А поезд набирал и набирал ход. Вагоны скрипели, стонали, раскачиваясь; учащенно и сильно били на стыках стальные диски колес. Лес за насыпью слился в одну сплошную зеленую полосу, над которой летели, клубясь, облака, точно уносимые ураганным ветром.

«Так значит, я люблю ее! — неожиданно понял он. — Я люблю, но это совсем не то, что я думал, нисколько не похоже на то, что я себе представлял.» Его поразило, до чего непохоже, до чего все не так, как он себе представлял… Это было так громадно и ни с чем не сравнимо, что он даже не мог охватить этого разом, не видел границ, не понимал масштаба. И не было вопроса, что оно обещает: большую радость или большое страдание. Это было как небо для слепца, прозревшего, впервые увидевшего его; как небо, которое одно в бешеном скольжении и пляске за окном громадно, недвижно и бездонно висело над миром…
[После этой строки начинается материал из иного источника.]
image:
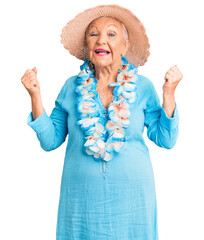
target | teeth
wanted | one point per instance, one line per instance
(102, 52)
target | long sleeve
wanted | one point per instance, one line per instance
(161, 129)
(51, 130)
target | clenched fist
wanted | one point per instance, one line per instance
(172, 78)
(31, 83)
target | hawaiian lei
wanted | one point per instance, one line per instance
(103, 139)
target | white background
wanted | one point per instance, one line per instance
(30, 177)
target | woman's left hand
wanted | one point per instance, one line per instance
(172, 77)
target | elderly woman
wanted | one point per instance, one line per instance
(107, 188)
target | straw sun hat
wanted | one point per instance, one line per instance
(73, 33)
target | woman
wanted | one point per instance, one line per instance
(107, 188)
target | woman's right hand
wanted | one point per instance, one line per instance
(31, 83)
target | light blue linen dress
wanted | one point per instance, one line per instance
(113, 200)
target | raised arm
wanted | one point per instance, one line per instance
(51, 130)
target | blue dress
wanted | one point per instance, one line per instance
(113, 200)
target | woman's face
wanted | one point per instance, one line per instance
(107, 34)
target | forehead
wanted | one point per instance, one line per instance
(105, 22)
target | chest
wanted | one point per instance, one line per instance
(106, 95)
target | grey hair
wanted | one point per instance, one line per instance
(125, 31)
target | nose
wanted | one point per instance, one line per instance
(101, 39)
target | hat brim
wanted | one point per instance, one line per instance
(73, 33)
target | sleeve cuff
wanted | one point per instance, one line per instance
(40, 123)
(168, 122)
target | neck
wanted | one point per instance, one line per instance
(107, 74)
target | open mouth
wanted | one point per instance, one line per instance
(101, 52)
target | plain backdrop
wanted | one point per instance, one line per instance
(30, 177)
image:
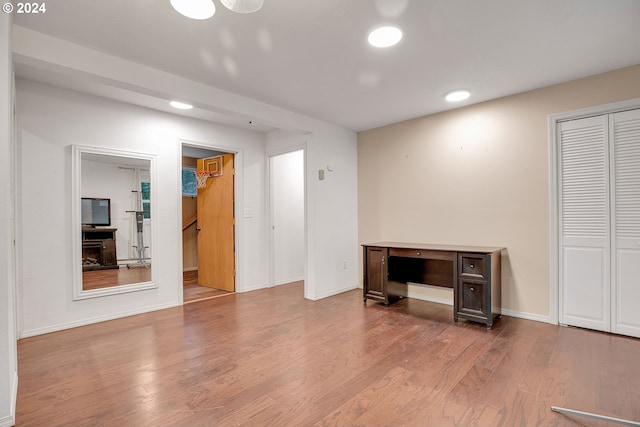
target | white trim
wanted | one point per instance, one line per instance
(554, 238)
(254, 288)
(331, 293)
(287, 281)
(76, 230)
(97, 319)
(429, 298)
(528, 316)
(504, 312)
(10, 420)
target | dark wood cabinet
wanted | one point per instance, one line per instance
(478, 292)
(376, 274)
(99, 249)
(473, 273)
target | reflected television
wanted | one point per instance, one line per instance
(95, 212)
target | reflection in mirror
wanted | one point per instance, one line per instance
(115, 218)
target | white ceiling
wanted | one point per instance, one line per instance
(311, 56)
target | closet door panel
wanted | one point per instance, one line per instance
(585, 223)
(626, 221)
(585, 299)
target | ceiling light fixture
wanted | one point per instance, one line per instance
(180, 105)
(457, 95)
(243, 6)
(195, 9)
(386, 36)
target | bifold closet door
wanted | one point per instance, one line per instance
(584, 223)
(626, 221)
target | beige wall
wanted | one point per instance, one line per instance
(478, 175)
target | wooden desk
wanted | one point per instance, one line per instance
(473, 272)
(99, 244)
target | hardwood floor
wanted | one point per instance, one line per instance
(193, 292)
(97, 279)
(272, 358)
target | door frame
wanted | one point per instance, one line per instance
(238, 198)
(554, 202)
(270, 214)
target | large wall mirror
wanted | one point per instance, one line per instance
(113, 195)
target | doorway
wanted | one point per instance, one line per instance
(208, 230)
(287, 217)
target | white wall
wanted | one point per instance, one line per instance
(50, 120)
(287, 213)
(332, 240)
(8, 362)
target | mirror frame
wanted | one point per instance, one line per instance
(76, 223)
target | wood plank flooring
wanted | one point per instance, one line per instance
(272, 358)
(193, 292)
(97, 279)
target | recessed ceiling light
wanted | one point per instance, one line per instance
(180, 105)
(385, 36)
(195, 9)
(457, 95)
(243, 6)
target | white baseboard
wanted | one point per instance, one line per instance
(285, 281)
(88, 321)
(10, 419)
(504, 311)
(528, 316)
(331, 293)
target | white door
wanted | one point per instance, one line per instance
(626, 239)
(286, 189)
(584, 223)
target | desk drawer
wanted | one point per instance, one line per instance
(472, 265)
(420, 253)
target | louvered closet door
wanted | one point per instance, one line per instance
(626, 218)
(584, 223)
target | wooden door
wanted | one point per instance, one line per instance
(216, 249)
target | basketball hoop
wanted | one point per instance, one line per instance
(201, 178)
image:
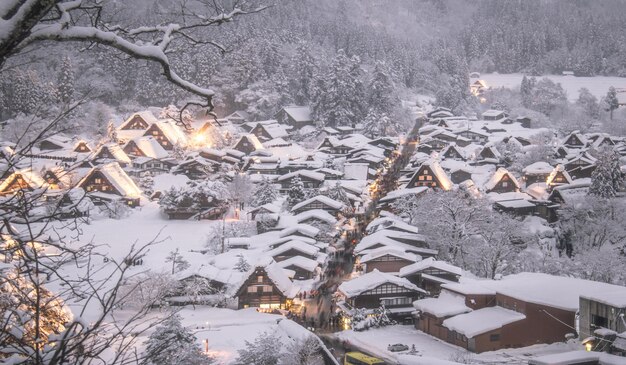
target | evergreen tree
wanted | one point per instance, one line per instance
(264, 193)
(303, 71)
(548, 96)
(371, 125)
(173, 344)
(146, 183)
(381, 90)
(611, 101)
(65, 84)
(606, 179)
(111, 132)
(335, 96)
(297, 193)
(242, 265)
(589, 103)
(526, 91)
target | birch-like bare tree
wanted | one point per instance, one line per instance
(26, 23)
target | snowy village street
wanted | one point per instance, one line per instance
(312, 182)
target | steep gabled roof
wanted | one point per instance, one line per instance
(559, 169)
(429, 263)
(32, 179)
(115, 150)
(391, 251)
(114, 174)
(146, 115)
(150, 147)
(372, 280)
(303, 173)
(299, 113)
(497, 176)
(322, 199)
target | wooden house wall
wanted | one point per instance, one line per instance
(251, 293)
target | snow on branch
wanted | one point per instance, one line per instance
(25, 22)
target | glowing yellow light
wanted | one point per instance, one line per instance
(199, 138)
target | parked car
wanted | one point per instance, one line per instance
(397, 347)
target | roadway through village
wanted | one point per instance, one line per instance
(319, 310)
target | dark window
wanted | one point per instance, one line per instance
(599, 320)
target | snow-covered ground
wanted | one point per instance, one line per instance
(431, 350)
(597, 85)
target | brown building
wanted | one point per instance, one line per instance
(376, 288)
(430, 174)
(109, 182)
(267, 287)
(429, 274)
(23, 180)
(502, 181)
(247, 144)
(517, 311)
(387, 259)
(138, 121)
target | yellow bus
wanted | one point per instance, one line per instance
(358, 358)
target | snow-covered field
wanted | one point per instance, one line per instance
(597, 85)
(431, 350)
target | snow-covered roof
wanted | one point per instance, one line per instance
(578, 357)
(615, 298)
(396, 194)
(172, 132)
(303, 173)
(318, 214)
(146, 115)
(493, 113)
(497, 176)
(307, 229)
(276, 130)
(482, 320)
(389, 250)
(299, 113)
(295, 245)
(150, 147)
(301, 262)
(321, 199)
(115, 150)
(538, 168)
(269, 207)
(287, 239)
(437, 171)
(388, 237)
(390, 223)
(446, 305)
(559, 169)
(31, 178)
(118, 178)
(549, 290)
(252, 139)
(373, 279)
(429, 263)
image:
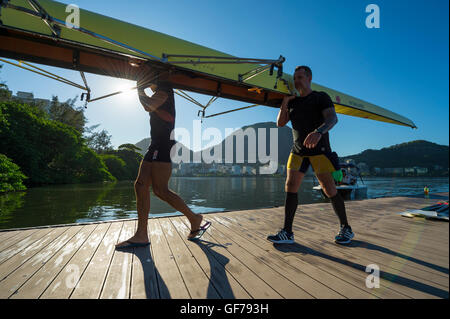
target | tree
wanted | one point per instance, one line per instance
(48, 152)
(11, 178)
(116, 166)
(5, 94)
(100, 142)
(68, 113)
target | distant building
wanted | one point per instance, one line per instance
(236, 170)
(393, 171)
(350, 161)
(27, 97)
(363, 167)
(281, 169)
(185, 168)
(421, 170)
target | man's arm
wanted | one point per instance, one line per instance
(330, 120)
(283, 115)
(151, 104)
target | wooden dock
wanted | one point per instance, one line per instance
(234, 259)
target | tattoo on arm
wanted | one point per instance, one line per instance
(330, 117)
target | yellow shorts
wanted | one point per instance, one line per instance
(323, 163)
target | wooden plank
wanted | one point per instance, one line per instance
(390, 258)
(144, 280)
(91, 282)
(220, 279)
(63, 285)
(7, 238)
(117, 283)
(318, 268)
(253, 284)
(287, 262)
(170, 281)
(318, 249)
(304, 217)
(20, 243)
(403, 247)
(194, 277)
(283, 270)
(26, 253)
(41, 279)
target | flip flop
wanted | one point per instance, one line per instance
(200, 231)
(132, 245)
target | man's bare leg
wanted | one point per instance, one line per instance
(327, 182)
(142, 191)
(161, 173)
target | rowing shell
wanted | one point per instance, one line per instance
(36, 31)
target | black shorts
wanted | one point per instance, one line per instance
(159, 152)
(322, 163)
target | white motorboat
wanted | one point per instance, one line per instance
(349, 188)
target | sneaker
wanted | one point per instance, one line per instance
(281, 238)
(345, 235)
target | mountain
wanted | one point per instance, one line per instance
(284, 141)
(406, 155)
(145, 143)
(416, 153)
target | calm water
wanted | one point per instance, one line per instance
(107, 201)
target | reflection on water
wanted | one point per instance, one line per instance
(67, 204)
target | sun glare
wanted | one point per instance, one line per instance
(128, 93)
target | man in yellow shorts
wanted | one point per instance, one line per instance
(312, 115)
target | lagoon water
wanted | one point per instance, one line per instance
(66, 204)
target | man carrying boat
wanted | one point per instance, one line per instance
(312, 116)
(156, 167)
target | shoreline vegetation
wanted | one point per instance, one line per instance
(51, 144)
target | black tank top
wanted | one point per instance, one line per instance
(160, 129)
(306, 116)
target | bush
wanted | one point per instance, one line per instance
(116, 166)
(11, 177)
(48, 152)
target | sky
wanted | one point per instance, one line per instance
(402, 66)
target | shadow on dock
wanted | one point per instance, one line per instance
(413, 284)
(155, 288)
(219, 280)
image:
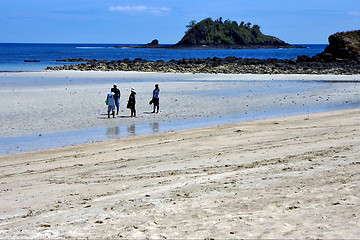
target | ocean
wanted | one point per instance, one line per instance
(13, 55)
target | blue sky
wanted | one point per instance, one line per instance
(141, 21)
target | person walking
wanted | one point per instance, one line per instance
(155, 99)
(110, 101)
(132, 102)
(117, 98)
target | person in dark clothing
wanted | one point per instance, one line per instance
(117, 98)
(132, 102)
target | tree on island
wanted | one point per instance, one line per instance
(226, 33)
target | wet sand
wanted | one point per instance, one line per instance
(287, 177)
(290, 177)
(40, 103)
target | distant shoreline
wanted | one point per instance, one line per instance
(208, 47)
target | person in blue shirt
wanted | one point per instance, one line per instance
(155, 99)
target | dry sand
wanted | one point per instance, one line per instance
(47, 102)
(289, 177)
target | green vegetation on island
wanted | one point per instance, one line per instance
(226, 34)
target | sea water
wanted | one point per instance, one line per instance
(12, 58)
(13, 55)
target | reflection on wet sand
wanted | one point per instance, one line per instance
(113, 132)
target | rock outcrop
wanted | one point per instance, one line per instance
(344, 45)
(229, 65)
(227, 34)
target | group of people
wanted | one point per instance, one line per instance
(113, 101)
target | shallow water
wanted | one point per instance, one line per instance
(61, 139)
(229, 89)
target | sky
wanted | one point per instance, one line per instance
(141, 21)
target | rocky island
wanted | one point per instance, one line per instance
(219, 34)
(342, 56)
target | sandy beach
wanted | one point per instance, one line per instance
(285, 177)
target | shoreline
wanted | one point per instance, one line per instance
(193, 76)
(76, 100)
(288, 177)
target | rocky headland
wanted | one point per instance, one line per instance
(342, 56)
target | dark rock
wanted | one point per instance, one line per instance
(31, 60)
(344, 45)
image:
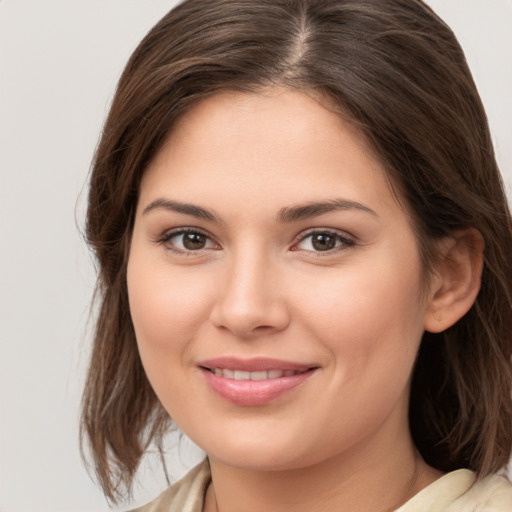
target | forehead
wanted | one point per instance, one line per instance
(264, 149)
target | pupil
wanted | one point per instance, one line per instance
(323, 242)
(194, 241)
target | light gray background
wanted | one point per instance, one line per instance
(59, 62)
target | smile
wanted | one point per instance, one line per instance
(259, 375)
(253, 382)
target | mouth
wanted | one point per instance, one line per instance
(256, 375)
(254, 382)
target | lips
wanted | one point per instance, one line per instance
(254, 382)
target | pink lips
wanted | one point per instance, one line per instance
(252, 382)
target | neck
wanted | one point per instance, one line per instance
(367, 479)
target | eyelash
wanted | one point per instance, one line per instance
(345, 241)
(167, 236)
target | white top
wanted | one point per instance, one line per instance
(452, 492)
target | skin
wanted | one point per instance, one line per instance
(259, 287)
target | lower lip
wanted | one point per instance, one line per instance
(254, 392)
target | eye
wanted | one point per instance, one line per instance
(187, 240)
(323, 241)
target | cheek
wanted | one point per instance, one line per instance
(167, 308)
(370, 319)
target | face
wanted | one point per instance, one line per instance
(275, 284)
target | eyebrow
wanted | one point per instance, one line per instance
(315, 209)
(285, 215)
(185, 208)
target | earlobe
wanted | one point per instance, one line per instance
(457, 281)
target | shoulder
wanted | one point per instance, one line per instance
(490, 494)
(186, 495)
(459, 492)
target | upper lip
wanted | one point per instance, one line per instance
(256, 364)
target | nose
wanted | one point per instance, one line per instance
(250, 301)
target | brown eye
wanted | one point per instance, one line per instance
(186, 241)
(194, 241)
(323, 241)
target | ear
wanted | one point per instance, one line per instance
(457, 280)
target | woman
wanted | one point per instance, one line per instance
(303, 246)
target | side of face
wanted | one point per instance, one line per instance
(266, 235)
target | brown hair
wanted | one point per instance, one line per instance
(394, 69)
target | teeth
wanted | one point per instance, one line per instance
(244, 375)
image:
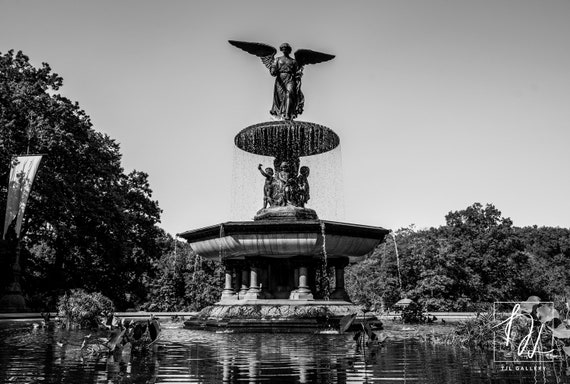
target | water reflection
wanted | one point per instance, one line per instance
(184, 356)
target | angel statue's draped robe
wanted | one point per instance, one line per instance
(288, 100)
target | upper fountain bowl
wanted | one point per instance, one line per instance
(287, 138)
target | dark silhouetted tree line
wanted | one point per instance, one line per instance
(88, 224)
(477, 257)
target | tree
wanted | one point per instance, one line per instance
(87, 223)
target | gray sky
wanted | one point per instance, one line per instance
(438, 103)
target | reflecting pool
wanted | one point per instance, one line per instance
(53, 355)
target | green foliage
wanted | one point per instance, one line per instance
(183, 281)
(88, 224)
(477, 257)
(478, 331)
(83, 309)
(413, 314)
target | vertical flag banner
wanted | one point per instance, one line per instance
(22, 175)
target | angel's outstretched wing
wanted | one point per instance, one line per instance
(263, 51)
(306, 56)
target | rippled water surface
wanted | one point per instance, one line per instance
(30, 355)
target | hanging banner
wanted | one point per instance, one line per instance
(22, 173)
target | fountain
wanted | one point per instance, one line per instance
(277, 266)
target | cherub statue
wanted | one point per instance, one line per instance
(268, 187)
(303, 186)
(288, 100)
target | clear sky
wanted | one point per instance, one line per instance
(438, 103)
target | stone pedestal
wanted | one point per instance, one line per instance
(339, 293)
(254, 291)
(302, 292)
(228, 293)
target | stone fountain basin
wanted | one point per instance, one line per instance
(241, 239)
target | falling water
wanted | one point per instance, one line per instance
(397, 260)
(325, 180)
(324, 264)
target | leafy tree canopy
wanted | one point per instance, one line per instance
(87, 223)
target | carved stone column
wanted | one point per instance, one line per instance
(244, 282)
(254, 291)
(303, 292)
(228, 293)
(339, 292)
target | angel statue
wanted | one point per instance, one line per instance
(288, 100)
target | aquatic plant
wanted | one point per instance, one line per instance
(79, 308)
(477, 331)
(413, 314)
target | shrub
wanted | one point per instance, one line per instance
(83, 309)
(413, 314)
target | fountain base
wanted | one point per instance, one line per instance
(277, 316)
(287, 213)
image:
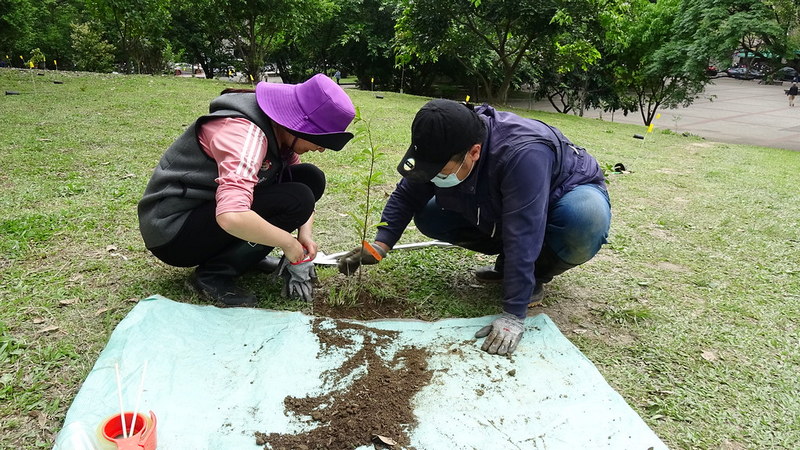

Как только поезд прибыл в город, Антон первым спрыгнул на перрон и, ни с кем не прощаясь, смешался на вокзале с толпой пассажиров. Не раздумывая, он купил в кассе обратный билет до Родничков, но поезд уходил только через два часа — он пошел и сел на скамью в зале ожидания… Теперь, когда обратный билет был у него в кармане, можно было взглянуть на вещи в реальном свете, и хотя ощущение, что напрасно он уехал из Родничков, владело им по-прежнему, а расстояние до них казалось очень и очень далеким, паника немного улеглась, и он уже ясно понимал, что это какое-то наваждение. Но просто сознавать это было недостаточно. Пусть наваждение, помешательство, но ведь оно по-прежнему не отпускало его. Даже физически он чувствовал себя каким-то растерзанным, а нервно еще того хуже — временами его прямо-таки трясло.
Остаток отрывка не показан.